Our dividend policy will also impact our future liquidity position. Marshall Islands law generally prohibits the payment of dividends other than from surplus or while a company is insolvent or would be rendered insolvent by the payment of such a dividend. In addition, under the terms of our credit facilities, we may only declare or pay any dividends from our free cash flow and may not do so if i) an event of default is occurring or ii) the payment of such dividend would result in an event of default. Our vessel owning subsidiaries that are party to the RBS Loan Facility, as described in our Annual Report on Form 10-K for the year ended March 31, 2016, are prohibited from paying dividends without the consent of the lender. However, the loan facility permits the borrowers to make expenditures to fund the administration and operation of Dorian.

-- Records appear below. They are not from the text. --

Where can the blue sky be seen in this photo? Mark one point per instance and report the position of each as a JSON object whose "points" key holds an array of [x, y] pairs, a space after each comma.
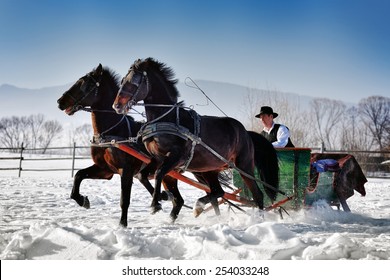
{"points": [[322, 48]]}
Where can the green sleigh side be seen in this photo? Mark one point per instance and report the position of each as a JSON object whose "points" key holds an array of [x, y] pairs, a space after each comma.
{"points": [[295, 181]]}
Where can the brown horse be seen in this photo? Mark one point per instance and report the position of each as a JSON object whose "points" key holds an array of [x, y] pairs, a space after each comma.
{"points": [[95, 92], [181, 139]]}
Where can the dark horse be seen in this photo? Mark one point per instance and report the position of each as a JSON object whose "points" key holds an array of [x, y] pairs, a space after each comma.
{"points": [[95, 92], [203, 145]]}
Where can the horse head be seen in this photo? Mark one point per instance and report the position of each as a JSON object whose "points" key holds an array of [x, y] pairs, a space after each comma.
{"points": [[83, 93], [134, 88]]}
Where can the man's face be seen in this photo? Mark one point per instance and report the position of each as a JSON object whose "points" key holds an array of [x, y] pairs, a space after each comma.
{"points": [[266, 120]]}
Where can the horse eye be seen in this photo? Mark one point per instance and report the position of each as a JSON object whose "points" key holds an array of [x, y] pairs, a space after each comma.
{"points": [[136, 80], [84, 86]]}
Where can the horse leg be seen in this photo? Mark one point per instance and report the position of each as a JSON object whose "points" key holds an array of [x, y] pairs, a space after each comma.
{"points": [[168, 164], [92, 172], [126, 184], [178, 201], [216, 191]]}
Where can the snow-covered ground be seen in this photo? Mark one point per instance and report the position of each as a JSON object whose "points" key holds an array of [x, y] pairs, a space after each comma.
{"points": [[39, 221]]}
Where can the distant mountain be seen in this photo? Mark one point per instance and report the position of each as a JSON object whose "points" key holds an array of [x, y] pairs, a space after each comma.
{"points": [[24, 102], [228, 97]]}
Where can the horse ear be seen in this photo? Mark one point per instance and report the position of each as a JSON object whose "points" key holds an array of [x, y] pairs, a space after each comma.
{"points": [[99, 69]]}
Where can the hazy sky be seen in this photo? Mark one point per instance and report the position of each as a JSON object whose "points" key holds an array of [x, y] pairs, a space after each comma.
{"points": [[337, 49]]}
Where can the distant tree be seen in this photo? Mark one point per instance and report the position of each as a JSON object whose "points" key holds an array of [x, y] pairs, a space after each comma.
{"points": [[13, 132], [32, 131], [35, 124], [375, 113], [50, 131], [354, 134]]}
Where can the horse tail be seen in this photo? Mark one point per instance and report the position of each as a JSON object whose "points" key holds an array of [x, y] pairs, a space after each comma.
{"points": [[266, 162]]}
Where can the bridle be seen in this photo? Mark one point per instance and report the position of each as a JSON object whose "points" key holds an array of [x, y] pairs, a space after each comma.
{"points": [[84, 88], [137, 80]]}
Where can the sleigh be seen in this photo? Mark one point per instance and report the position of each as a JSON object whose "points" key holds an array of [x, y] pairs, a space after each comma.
{"points": [[306, 184]]}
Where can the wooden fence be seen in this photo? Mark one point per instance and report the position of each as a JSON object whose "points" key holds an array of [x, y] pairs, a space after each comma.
{"points": [[20, 158]]}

As part of our growth strategy, we will continue to consider strategic opportunities, including the acquisition of additional vessels and repurchases of our own securities. We may choose to pursue such opportunities through internal growth or joint ventures or business acquisitions. We expect to finance the purchase price of any future acquisitions either through internally generated funds, public or private debt financings, public or private issuances of additional equity securities or a combination of these forms of financing.

Cash Flows

The following table summarizes our cash and cash equivalents provided by/(used in) operating, financing and investing activities for the nine months ended December 31:

2016 2015
Net cash provided by operating activities $ 49,204,850 $ 82,985,318
Net cash used in investing activities (1,762,861) (855,874,634)
Net cash (used in)/provided by financing activities (61,699,686) 590,427,830
Net decrease in cash and cash equivalents $ (14,572,323) $ (182,786,264)

Operating Cash Flows. Net cash provided by operating activities for the nine months ended December 31, 2016 was $49.2 million, compared to $83.0 million for the nine months ended December 31, 2015. The decrease of $33.8 million is primarily related to a decrease in cash flows from operating profits, partially offset by the timing of changes in working capital primarily from a reduction in amounts due from the Helios Pool.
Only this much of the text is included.